The fabric was given to me ages ago by one of my hairdressing clients. She bought it eight years ago while travelling in Ghana, came across it in her stash on ‘hair-day’ and decided I should have it! How cool’s that?! I made some dressing gowns out of waxprint before so I know how lovely it is to sew with. After pre washing it softened up a fair bit, but still ironed really crisply. I love this stuff.

I got The Gentlemans Wardrobe sewing book a while ago, I made the wallet for my dad. I’ve been on a bit of a jersey-top kick lately and have only just got around to making this shirt.

There are only three sizes in the the book. Small, Medium and Large. These relate to a chest of;

  • S: 90-97cm
  • M: 97-101cm
  • L: 101-106cm

The sizing is pretty limited but I measure up to an S, so I traced that out as a short sleeve. I’ve got reletavely puny biceps and find that most short sleeve shirts are so wide that they make them look punier! So I measured up and took a small wedge out of the sleeve. I’ve done this before to a tshirt pattern. It’s a pretty simple adjustment and makes a big difference to the fit.

The pattern has a separate button placket which I decided to swap for a folded over placket. As I pinned out the front piece, I measured 6cm from the centre front mark and drew it straight onto the fabric before cutting out. This gave me a 3cm double fold placket on both sides.

Other than that, I sewed it up pretty much according to the instructions. It all went smoothly and came together nicely. Another change I did make though was to ‘burrito’ the yoke. The instructions are to attach the yoke fronts separately by pressing the seam allowance over and edgestitching in place. For me, unless the front yoke is shaped, like a western yoke, I prefer to use the burrito method – I find it easier to be accurate and It’s one of those moments of sewing magic that always makes me smile.

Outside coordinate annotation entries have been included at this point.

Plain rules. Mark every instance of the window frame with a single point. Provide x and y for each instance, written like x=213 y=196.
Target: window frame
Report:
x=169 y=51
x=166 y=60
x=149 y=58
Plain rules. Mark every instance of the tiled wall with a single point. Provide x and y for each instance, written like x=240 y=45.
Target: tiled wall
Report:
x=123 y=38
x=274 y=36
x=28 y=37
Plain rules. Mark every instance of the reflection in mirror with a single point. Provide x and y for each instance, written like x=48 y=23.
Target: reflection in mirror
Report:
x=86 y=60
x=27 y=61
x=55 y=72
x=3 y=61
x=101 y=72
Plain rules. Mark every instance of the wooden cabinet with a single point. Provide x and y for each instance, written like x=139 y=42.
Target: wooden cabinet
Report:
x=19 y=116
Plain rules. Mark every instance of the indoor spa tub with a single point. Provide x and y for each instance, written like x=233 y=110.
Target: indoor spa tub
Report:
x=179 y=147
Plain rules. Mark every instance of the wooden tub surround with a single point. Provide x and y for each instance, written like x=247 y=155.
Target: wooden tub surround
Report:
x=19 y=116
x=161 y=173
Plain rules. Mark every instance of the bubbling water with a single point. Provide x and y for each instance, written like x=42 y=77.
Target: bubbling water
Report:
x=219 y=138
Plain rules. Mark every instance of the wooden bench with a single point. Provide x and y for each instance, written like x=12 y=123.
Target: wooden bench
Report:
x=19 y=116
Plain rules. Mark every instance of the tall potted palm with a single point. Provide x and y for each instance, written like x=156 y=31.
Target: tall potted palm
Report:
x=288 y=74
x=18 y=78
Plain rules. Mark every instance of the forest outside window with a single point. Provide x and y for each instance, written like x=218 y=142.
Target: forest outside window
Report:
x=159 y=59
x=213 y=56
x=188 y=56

So I thought I’d document it here…

  • Sew the back to the yokes by sandwiching it in between the yokes’ right sides.
  • Press the yokes up and topstitch.
  • Pin and sew the fronts to the outer yokes (right sides together) leaving the inner yokes free (1st pic).
  • Roll the shirt back and fronts up towards the yoke (2nd pic).
  • Fold over the inner yokes and pin right sides together with the outer yokes. The shirt is rolled up inside (3rd pic).
  • Stitch the front yoke seams and pull the shirt out through the neck (4th pic).
  • Press the front yoke and topstitch.

It’s a tricky one to photograph, but here’s my burrito…

 Tasty, no…?

I’m really happy with the finished shirt. The fit is great, and no pesky darts getting in the way of pattern matching the pocket either…

I’ll look forward to making some more of these; it might be my new favourite shirt pattern.

Now I can’t wait to go on holiday! I’ll try and get some better photos once I’m out in the sun!

Happy sewing.

Notes to self:

  • Get on the sewing machine at every available moment!
  • Stop stalling and make a start on that coat you keep promising yourself!
  • Matching shorts with the rest of the fabric…?!